83話 幸せにしろ!
美柑の家に到着したものの、僕と美柑は中には入らず、ドアを見つめたまま突っ立っていた。僕も、美柑も、共に緊張が顔に表れている。
「お母さん、どう思うかな」
美柑が至極不安げな声を漏らす。その気持ちは当然のもので、親に自分が一度は死んでいることを告げる不安なんて、普通経験することのないものだ。どんな反応をされるのかも、全くわからない。
「大丈夫、僕もついてるよ」
美柑の不安を和らげるため、繋いだ手に力をこめる。美柑のお母さん、桐花さんと話をしなければならないのは、僕も一緒だ。美柑の正体を告白し、そんな美柑とともに一緒に歩んでいくことを認めてもらわないといけない。
美柑に告白すると決めた時から、覚悟していたことだ。僕は心にある勇気を抱え直し、繋いだ美柑の手を引き家に入った。
「……えっ⁉」
入って早々に驚いてしまう。玄関には、腕を組んで仁王立ちしている桐花さんが待ち受けていたのだ。
「お、お母さん⁉」
僕の影から遅れるようにして入ってきた美柑が桐花さんを見て驚く。
「やっと入ってきたな、お前たち。ずっとドアの前で立ち往生してるから、いつ入ってくるんだと呆れてたぞ」
桐花さんは僕たちを見てため息を吐く。
気づかれてたんだ。でも、何でわざわざ待ってくれてたんだ?
「とりあえず、入れ。話はそれからだ」
「えっ。話って……」
もしかして、気づかれてる? そんなはずはないと思うも、桐花さんは何も言わずリビングに行ってしまう。
「レンレン、行こうか」
「う、うん」
美柑の意を決したような目に押され、僕は桐花さんを追った。
椅子に座り、桐花さんも向かい側に座る。少しばかり、リビングに重苦しい空気が張り詰める。

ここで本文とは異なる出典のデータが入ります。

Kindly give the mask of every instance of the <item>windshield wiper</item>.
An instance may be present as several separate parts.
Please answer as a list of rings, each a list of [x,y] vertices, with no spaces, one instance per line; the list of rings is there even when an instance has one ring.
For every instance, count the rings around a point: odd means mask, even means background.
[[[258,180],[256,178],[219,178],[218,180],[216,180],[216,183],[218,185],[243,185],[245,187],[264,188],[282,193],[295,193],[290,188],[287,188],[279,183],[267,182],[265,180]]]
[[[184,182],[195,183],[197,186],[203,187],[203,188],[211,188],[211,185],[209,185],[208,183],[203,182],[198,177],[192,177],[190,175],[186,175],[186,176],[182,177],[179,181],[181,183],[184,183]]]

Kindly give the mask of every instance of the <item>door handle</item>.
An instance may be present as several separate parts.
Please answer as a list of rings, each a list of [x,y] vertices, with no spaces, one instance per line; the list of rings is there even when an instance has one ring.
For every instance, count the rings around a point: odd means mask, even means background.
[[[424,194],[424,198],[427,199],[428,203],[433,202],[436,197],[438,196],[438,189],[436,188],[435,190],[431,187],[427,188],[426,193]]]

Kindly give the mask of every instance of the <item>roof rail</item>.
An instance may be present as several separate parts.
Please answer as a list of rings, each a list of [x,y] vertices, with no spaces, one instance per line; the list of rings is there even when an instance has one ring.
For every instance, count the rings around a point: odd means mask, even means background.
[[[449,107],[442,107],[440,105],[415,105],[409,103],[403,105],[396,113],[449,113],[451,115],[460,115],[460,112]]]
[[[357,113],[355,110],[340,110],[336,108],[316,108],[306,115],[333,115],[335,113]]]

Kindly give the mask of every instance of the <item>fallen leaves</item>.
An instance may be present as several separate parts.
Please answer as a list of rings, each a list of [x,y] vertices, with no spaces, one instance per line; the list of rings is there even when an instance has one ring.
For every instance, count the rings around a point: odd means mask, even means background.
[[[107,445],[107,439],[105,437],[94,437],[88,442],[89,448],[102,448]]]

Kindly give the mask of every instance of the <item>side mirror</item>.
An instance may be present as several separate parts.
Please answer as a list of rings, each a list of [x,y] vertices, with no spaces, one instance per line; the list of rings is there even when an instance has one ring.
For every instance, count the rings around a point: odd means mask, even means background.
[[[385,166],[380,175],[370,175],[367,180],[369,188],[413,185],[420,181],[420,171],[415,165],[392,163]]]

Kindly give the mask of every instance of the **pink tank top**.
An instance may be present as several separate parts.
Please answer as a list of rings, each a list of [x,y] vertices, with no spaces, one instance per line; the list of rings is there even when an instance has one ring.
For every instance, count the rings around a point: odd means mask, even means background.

「さて、お前たちの様子から、あたしに何か話したいことがあるのは何となくわかってる。その話を聞こうじゃないか」
桐花さんが僕たちを見据える。さっき、僕たちが家に入ることを躊躇っていたから、必然的にそう感じていたんだ。
「はい。桐花さんに話さなければならないことがあり、夜分遅くではありますが伺いに参りました」
僕は桐花さんの眼力に負けないように、声を強める。相手の親に結婚の報告をするカップルの気持ちが、今なら痛いほどわかる。生半可な気持ち・覚悟でこの場にきてたら、ちゃんと喋れていた自信がない。
「レンレン、待って。自分のことだけは、私から言わせて」
「美柑。わかった」
美柑がそう決めたのなら、ここは僕が口出しすべきじゃないだろう。美柑は深呼吸し、桐花さんを真っ直ぐ見つめた。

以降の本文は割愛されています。